İçimizdeki birine ya da birçok duygunun izine rastlayabileceğimiz bir eser olmuş.
“Bu bir ihanet öyküsü mü yoksa korkunç bir aşk öyküsü mü?”
Deneme türünde olmuş, dolayısıyla birçok duyguyu kendine has tarzıyla anlatmış. Tespitleri ve tasvirleri çoğu zaman şaşkınlıkla okuturken, genelde düşündürücü bir yanı var. Bazı cümlelerinin altında derin anlamlar ararken, bazen de abartıya kaçtığını düşünebiliyorsunuz; şu cümleyi bu kadar süslemenin ne anlamı var diye.
30 farklı anlatımla birlikte kitabı bittikten sonra tekrar okuma isteğiniz oluşabiliyor ama eğer Ahmet Altan’ı zaten sevmiyorsanız ve sırf meraktan okuduysanız, tekrar başlama olasılığınız da çok düşüktür.

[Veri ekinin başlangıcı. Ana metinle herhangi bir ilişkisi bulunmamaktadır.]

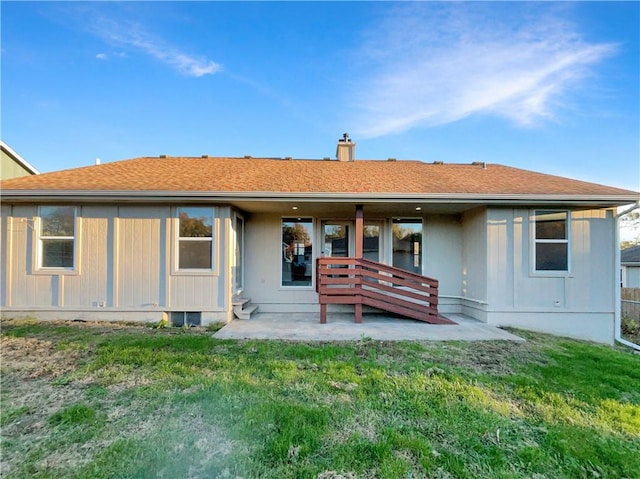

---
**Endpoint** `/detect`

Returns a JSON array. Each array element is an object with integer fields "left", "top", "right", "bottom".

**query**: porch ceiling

[{"left": 230, "top": 199, "right": 481, "bottom": 216}]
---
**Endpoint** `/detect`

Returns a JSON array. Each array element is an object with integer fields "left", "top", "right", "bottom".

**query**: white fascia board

[{"left": 1, "top": 189, "right": 638, "bottom": 207}]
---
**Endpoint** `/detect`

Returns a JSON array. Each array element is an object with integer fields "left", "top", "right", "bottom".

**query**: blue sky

[{"left": 2, "top": 1, "right": 639, "bottom": 192}]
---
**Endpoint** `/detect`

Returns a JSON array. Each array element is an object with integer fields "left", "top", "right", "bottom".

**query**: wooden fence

[{"left": 621, "top": 288, "right": 640, "bottom": 321}]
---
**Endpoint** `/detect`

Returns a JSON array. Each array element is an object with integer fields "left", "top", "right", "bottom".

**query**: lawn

[{"left": 1, "top": 319, "right": 639, "bottom": 479}]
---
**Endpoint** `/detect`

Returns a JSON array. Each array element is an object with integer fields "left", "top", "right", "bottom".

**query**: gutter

[
  {"left": 1, "top": 189, "right": 638, "bottom": 206},
  {"left": 614, "top": 201, "right": 640, "bottom": 351}
]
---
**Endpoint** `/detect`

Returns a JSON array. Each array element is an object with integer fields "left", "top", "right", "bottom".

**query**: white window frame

[
  {"left": 531, "top": 209, "right": 570, "bottom": 275},
  {"left": 34, "top": 206, "right": 80, "bottom": 275},
  {"left": 173, "top": 206, "right": 218, "bottom": 275},
  {"left": 281, "top": 216, "right": 315, "bottom": 289}
]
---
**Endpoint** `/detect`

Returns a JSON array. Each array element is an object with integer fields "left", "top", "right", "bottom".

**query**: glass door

[
  {"left": 322, "top": 221, "right": 383, "bottom": 261},
  {"left": 363, "top": 222, "right": 381, "bottom": 262},
  {"left": 322, "top": 222, "right": 351, "bottom": 258}
]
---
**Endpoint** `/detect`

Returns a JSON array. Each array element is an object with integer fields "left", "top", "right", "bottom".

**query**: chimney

[{"left": 336, "top": 133, "right": 356, "bottom": 162}]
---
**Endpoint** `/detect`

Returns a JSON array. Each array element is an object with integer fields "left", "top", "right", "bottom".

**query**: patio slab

[{"left": 213, "top": 312, "right": 524, "bottom": 342}]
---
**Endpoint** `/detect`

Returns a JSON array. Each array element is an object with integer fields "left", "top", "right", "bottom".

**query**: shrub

[{"left": 621, "top": 317, "right": 639, "bottom": 336}]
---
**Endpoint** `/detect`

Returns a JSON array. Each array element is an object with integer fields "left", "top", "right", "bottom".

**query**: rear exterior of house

[{"left": 1, "top": 140, "right": 638, "bottom": 343}]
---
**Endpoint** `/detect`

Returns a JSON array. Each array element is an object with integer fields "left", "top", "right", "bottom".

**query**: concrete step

[
  {"left": 234, "top": 303, "right": 259, "bottom": 320},
  {"left": 232, "top": 296, "right": 251, "bottom": 307}
]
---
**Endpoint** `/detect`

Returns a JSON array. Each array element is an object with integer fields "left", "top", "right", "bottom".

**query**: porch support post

[
  {"left": 355, "top": 204, "right": 363, "bottom": 258},
  {"left": 354, "top": 204, "right": 364, "bottom": 323}
]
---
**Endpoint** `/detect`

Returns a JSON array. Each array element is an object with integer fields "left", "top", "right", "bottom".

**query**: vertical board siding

[
  {"left": 170, "top": 276, "right": 221, "bottom": 309},
  {"left": 1, "top": 205, "right": 9, "bottom": 305},
  {"left": 424, "top": 216, "right": 463, "bottom": 297},
  {"left": 63, "top": 207, "right": 113, "bottom": 307},
  {"left": 117, "top": 207, "right": 166, "bottom": 307},
  {"left": 8, "top": 205, "right": 53, "bottom": 307},
  {"left": 461, "top": 208, "right": 487, "bottom": 302},
  {"left": 2, "top": 204, "right": 227, "bottom": 313},
  {"left": 487, "top": 209, "right": 514, "bottom": 307},
  {"left": 488, "top": 208, "right": 613, "bottom": 311}
]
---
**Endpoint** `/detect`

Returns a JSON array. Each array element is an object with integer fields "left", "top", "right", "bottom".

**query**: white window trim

[
  {"left": 280, "top": 216, "right": 315, "bottom": 289},
  {"left": 33, "top": 206, "right": 81, "bottom": 275},
  {"left": 172, "top": 206, "right": 219, "bottom": 276},
  {"left": 531, "top": 209, "right": 571, "bottom": 276}
]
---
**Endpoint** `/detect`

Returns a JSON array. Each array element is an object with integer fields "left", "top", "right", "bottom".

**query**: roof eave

[{"left": 1, "top": 189, "right": 637, "bottom": 208}]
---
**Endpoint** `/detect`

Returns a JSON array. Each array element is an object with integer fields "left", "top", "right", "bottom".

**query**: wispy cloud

[
  {"left": 88, "top": 14, "right": 220, "bottom": 77},
  {"left": 350, "top": 3, "right": 617, "bottom": 137}
]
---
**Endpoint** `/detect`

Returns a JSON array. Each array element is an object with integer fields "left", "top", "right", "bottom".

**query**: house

[
  {"left": 1, "top": 136, "right": 638, "bottom": 344},
  {"left": 621, "top": 245, "right": 640, "bottom": 288},
  {"left": 1, "top": 141, "right": 39, "bottom": 180}
]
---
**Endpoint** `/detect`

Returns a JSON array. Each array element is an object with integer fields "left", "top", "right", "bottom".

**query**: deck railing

[{"left": 316, "top": 257, "right": 453, "bottom": 324}]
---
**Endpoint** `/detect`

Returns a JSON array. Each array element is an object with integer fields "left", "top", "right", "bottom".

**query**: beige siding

[
  {"left": 169, "top": 206, "right": 229, "bottom": 312},
  {"left": 116, "top": 207, "right": 166, "bottom": 307},
  {"left": 63, "top": 206, "right": 114, "bottom": 307},
  {"left": 0, "top": 205, "right": 9, "bottom": 305},
  {"left": 484, "top": 207, "right": 616, "bottom": 343},
  {"left": 1, "top": 204, "right": 228, "bottom": 322},
  {"left": 424, "top": 215, "right": 463, "bottom": 308},
  {"left": 245, "top": 213, "right": 319, "bottom": 312},
  {"left": 5, "top": 205, "right": 56, "bottom": 307},
  {"left": 461, "top": 207, "right": 488, "bottom": 305}
]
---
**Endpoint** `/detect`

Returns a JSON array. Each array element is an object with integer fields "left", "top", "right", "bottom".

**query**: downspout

[{"left": 614, "top": 201, "right": 640, "bottom": 351}]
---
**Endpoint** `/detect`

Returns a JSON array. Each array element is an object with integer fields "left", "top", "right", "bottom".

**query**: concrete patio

[{"left": 213, "top": 312, "right": 524, "bottom": 342}]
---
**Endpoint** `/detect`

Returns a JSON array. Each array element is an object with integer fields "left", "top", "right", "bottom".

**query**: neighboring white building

[
  {"left": 621, "top": 245, "right": 640, "bottom": 288},
  {"left": 1, "top": 137, "right": 638, "bottom": 344}
]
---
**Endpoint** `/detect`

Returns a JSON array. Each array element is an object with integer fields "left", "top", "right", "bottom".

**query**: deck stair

[
  {"left": 232, "top": 295, "right": 259, "bottom": 320},
  {"left": 316, "top": 257, "right": 453, "bottom": 324}
]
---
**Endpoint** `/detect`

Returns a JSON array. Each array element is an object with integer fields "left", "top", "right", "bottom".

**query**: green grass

[{"left": 1, "top": 319, "right": 639, "bottom": 479}]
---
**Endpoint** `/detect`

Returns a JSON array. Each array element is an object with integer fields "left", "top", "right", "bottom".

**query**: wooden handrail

[{"left": 316, "top": 257, "right": 453, "bottom": 324}]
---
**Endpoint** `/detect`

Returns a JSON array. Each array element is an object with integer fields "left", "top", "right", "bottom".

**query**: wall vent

[{"left": 170, "top": 312, "right": 202, "bottom": 327}]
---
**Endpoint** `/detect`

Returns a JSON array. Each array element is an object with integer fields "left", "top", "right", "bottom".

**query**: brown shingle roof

[{"left": 0, "top": 156, "right": 637, "bottom": 199}]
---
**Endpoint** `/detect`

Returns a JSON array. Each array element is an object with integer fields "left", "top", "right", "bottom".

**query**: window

[
  {"left": 39, "top": 206, "right": 76, "bottom": 269},
  {"left": 392, "top": 219, "right": 422, "bottom": 274},
  {"left": 533, "top": 210, "right": 569, "bottom": 272},
  {"left": 282, "top": 218, "right": 313, "bottom": 287},
  {"left": 177, "top": 207, "right": 214, "bottom": 270}
]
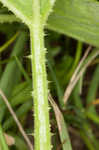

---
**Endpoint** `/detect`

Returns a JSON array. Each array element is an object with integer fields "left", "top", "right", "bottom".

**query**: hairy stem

[{"left": 30, "top": 1, "right": 51, "bottom": 150}]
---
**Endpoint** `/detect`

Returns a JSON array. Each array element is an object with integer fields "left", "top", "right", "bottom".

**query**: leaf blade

[
  {"left": 47, "top": 0, "right": 99, "bottom": 46},
  {"left": 49, "top": 95, "right": 72, "bottom": 150}
]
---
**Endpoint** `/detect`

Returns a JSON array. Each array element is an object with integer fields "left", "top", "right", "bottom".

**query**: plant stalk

[{"left": 30, "top": 1, "right": 51, "bottom": 150}]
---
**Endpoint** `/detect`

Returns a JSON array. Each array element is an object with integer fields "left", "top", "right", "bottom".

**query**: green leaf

[
  {"left": 0, "top": 14, "right": 20, "bottom": 23},
  {"left": 0, "top": 124, "right": 9, "bottom": 150},
  {"left": 3, "top": 100, "right": 32, "bottom": 131},
  {"left": 1, "top": 0, "right": 99, "bottom": 46},
  {"left": 47, "top": 0, "right": 99, "bottom": 47},
  {"left": 40, "top": 0, "right": 56, "bottom": 22},
  {"left": 14, "top": 135, "right": 28, "bottom": 150},
  {"left": 0, "top": 32, "right": 27, "bottom": 122},
  {"left": 86, "top": 64, "right": 99, "bottom": 113},
  {"left": 0, "top": 0, "right": 56, "bottom": 25},
  {"left": 0, "top": 0, "right": 33, "bottom": 25}
]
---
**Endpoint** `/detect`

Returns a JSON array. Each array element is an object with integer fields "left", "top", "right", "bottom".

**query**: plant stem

[{"left": 30, "top": 1, "right": 51, "bottom": 150}]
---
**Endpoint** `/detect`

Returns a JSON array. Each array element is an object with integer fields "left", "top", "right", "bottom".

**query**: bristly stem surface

[{"left": 30, "top": 1, "right": 51, "bottom": 150}]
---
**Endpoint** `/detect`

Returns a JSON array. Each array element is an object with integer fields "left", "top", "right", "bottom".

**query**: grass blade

[
  {"left": 0, "top": 32, "right": 27, "bottom": 122},
  {"left": 0, "top": 125, "right": 9, "bottom": 150},
  {"left": 0, "top": 89, "right": 33, "bottom": 150},
  {"left": 86, "top": 64, "right": 99, "bottom": 113},
  {"left": 49, "top": 94, "right": 72, "bottom": 150}
]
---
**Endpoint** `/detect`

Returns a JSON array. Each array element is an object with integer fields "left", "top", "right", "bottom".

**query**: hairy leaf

[
  {"left": 40, "top": 0, "right": 56, "bottom": 22},
  {"left": 1, "top": 0, "right": 99, "bottom": 46},
  {"left": 0, "top": 0, "right": 56, "bottom": 25},
  {"left": 47, "top": 0, "right": 99, "bottom": 47}
]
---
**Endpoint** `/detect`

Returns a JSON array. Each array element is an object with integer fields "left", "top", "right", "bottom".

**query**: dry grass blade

[
  {"left": 0, "top": 89, "right": 33, "bottom": 150},
  {"left": 48, "top": 94, "right": 72, "bottom": 150},
  {"left": 63, "top": 47, "right": 99, "bottom": 104},
  {"left": 70, "top": 46, "right": 91, "bottom": 83},
  {"left": 64, "top": 46, "right": 91, "bottom": 104}
]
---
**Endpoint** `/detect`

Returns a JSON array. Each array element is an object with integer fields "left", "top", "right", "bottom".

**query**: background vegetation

[{"left": 0, "top": 0, "right": 98, "bottom": 150}]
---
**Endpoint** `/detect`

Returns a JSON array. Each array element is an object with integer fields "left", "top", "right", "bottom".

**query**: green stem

[{"left": 30, "top": 1, "right": 51, "bottom": 150}]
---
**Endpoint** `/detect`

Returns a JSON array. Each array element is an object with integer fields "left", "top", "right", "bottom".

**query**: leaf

[
  {"left": 3, "top": 100, "right": 32, "bottom": 131},
  {"left": 0, "top": 32, "right": 27, "bottom": 122},
  {"left": 0, "top": 0, "right": 33, "bottom": 25},
  {"left": 0, "top": 125, "right": 9, "bottom": 150},
  {"left": 47, "top": 0, "right": 99, "bottom": 47},
  {"left": 0, "top": 14, "right": 20, "bottom": 23},
  {"left": 86, "top": 64, "right": 99, "bottom": 110},
  {"left": 0, "top": 0, "right": 56, "bottom": 25},
  {"left": 14, "top": 135, "right": 28, "bottom": 150},
  {"left": 1, "top": 0, "right": 99, "bottom": 46},
  {"left": 40, "top": 0, "right": 56, "bottom": 22},
  {"left": 0, "top": 32, "right": 18, "bottom": 53}
]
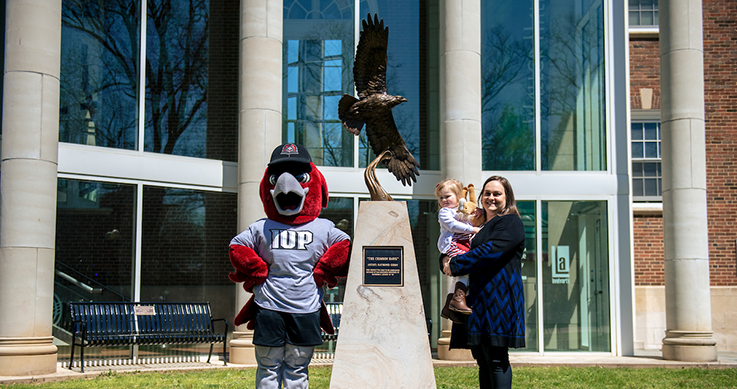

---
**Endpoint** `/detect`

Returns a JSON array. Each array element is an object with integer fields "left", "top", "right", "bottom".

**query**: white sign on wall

[{"left": 551, "top": 245, "right": 570, "bottom": 284}]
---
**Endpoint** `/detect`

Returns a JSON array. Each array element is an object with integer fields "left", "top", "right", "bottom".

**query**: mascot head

[{"left": 260, "top": 143, "right": 329, "bottom": 225}]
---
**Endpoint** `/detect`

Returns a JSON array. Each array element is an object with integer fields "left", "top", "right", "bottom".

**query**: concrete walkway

[{"left": 2, "top": 351, "right": 736, "bottom": 385}]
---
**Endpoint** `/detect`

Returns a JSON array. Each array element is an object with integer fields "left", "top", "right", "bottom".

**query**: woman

[{"left": 443, "top": 175, "right": 525, "bottom": 389}]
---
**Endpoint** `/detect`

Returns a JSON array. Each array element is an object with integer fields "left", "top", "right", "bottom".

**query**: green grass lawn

[{"left": 2, "top": 366, "right": 737, "bottom": 388}]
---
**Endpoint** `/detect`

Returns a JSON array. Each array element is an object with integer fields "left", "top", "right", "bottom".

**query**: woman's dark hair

[{"left": 477, "top": 175, "right": 519, "bottom": 217}]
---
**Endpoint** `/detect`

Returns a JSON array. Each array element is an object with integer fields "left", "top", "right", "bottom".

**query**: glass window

[
  {"left": 542, "top": 201, "right": 610, "bottom": 352},
  {"left": 60, "top": 1, "right": 239, "bottom": 161},
  {"left": 141, "top": 186, "right": 237, "bottom": 327},
  {"left": 358, "top": 1, "right": 422, "bottom": 169},
  {"left": 60, "top": 0, "right": 141, "bottom": 150},
  {"left": 283, "top": 1, "right": 429, "bottom": 169},
  {"left": 144, "top": 1, "right": 238, "bottom": 161},
  {"left": 283, "top": 0, "right": 355, "bottom": 167},
  {"left": 631, "top": 121, "right": 662, "bottom": 200},
  {"left": 541, "top": 0, "right": 606, "bottom": 171},
  {"left": 55, "top": 179, "right": 137, "bottom": 362},
  {"left": 55, "top": 179, "right": 136, "bottom": 332},
  {"left": 144, "top": 0, "right": 208, "bottom": 157},
  {"left": 518, "top": 201, "right": 538, "bottom": 351},
  {"left": 318, "top": 197, "right": 355, "bottom": 303},
  {"left": 629, "top": 0, "right": 659, "bottom": 27},
  {"left": 480, "top": 1, "right": 535, "bottom": 170},
  {"left": 409, "top": 200, "right": 440, "bottom": 342}
]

İçlerinden en çok beğendiklerimse;
-Bir Sergiden Tablolar
-Eleni ve Küçük Gelin
-Gel ve Al
Ufak bir not; bir ara kitapla ilgili olarak çok fazla yazılıp çizildi. Anamalcı atıflardan, gereksiz bir kitap olduğuna kadar… Ucuz olmasından tutun da, şan şöhret için yazıldığına kadar. Akla gelebilecek birçok söz söylendi ama hepsini kulak ardı edip, kendi işimize bakmalıyız. Okumalı ve okumaya devam edip, kendi kararlarımızı kendimiz vermeliyiz. Yoksa; “Aaa.. Bak şöyle böyle demişler, neyse hiç okuyarak vakit kaybetmeyeyim” diye birçok eseri kaybedebilirsiniz.
Ek: Birçok yazar ve yazıyla da sözü geçmektedir; Çehov, Hugo, Tolstoy gibi devam eder…
Çehov'un Martı Piyesinden:
“Eğer bir gün hayatıma ihtiyacın olursa, gel ve al onu!”